Are the needs of children with disabilities met?

  • No they aren’t being met
  • Take 1.5 hr to see a child in a non-clinical environment, a playroom.
  • Use Jordan’s Principle
    • Federal program
    • Named after an indigenous child born in Manitoba, who couldn’t go home for 2 years, but was able to with lots of equipment
    • There was a debate between who should fund this, the province or federal government. In the end Jordan died before the debate was settled
    • What’s missing in Jordan’s principle (opinion) is physiological/mental health support for parents. Parents are a fundamental part of a child’s life. Investing in the parent is also an investment in the child.
  • The model they are using in Great Whale is working really well.
    • In other communities she finds that children with disabilities have zero support
      • They do have abilities to diagnose children, but they see them once every couple years so support is not good.
  • They need to have local educators
    • Sending people out for evaluations doesn’t work. 
      • Foreign environment
      • May have to travel with others because their parents are on a blacklist for behavioural issues down south.
    • Need regular meetings (now with remote practice, can have more opportunity to meet)
    • The local educators want to do the job, and just need help doing it.

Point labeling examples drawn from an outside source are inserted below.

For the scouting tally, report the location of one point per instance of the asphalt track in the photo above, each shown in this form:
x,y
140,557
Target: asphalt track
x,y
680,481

Is there substance abuse with children

  • Starting as early as age 8
  • Issues with cigarettes, alcohol, cannabis
  • Children are often out on the street
    • Don’t feel safe at home
    • Overcrowding at home (sometimes 15/house, whole family in a room)
    • This causes them to reproduce the behaviour they see at home
    • Suggests to have a bus that can go around the town for the children to get food, have a safe place to play, and interact with professionals (they have something like this in Montreal)
  • ACES (adverse childhood events)
    • Asked 10 questions (neglect, abuse, parental separation, family violence, parent incarcerated, parent with mental health issue)
    • The higher the score the more likely of health issues
    • People with scores of 8 or higher tend to have 20 years less life expectancy.
    • In the north they have a 15 year lower life expectancy. It’s also likely that many children and their parents have been exposed to alcohol during pregnancy (in utero) 
    • “The deepest Well” book, the author, Nadine Burke Harris M.D., also has a Ted talk.

Cultural safety

  • They speak English so it’s easy to assume they have the same foundational concept
    • e.g. the colour blue.. in different languages it’s the same concept but different word. Until settlers came, for them blue and green were the same colour.
    • 7 in most languages is a short word, but in the Inuit language it’s 8 syllables and translates roughly to “a little less than 2 times 4”
      • important things are short words
  • They have a different concept of time, not as important/precise as we might refer to time. 
  • In medicine our tools are words, but our words are not understood as we expect them to be
  • Concepts between indigenous communities don’t always match occidental perspectives, which can cause confusion, even when speaking the same language.

Who is at greatest risk for exclusion with virtual care?

  • It’s the same people, the ones who don’t come. They are also the ones at most at risk
    • It’s always the same people who fall through the cracks.
    • Is there a trend for why they don’t come?
      • Some forget
      • Some are busy, it isn’t a priority for them
    • It’s hard to know if virtual care might reach more of these people
      • In general home visits aren’t welcome, but not entirely sure why. Might be related to feeling judged.
  • They have cellphones but they may not have cellular service. They use mostly for text communications it seems.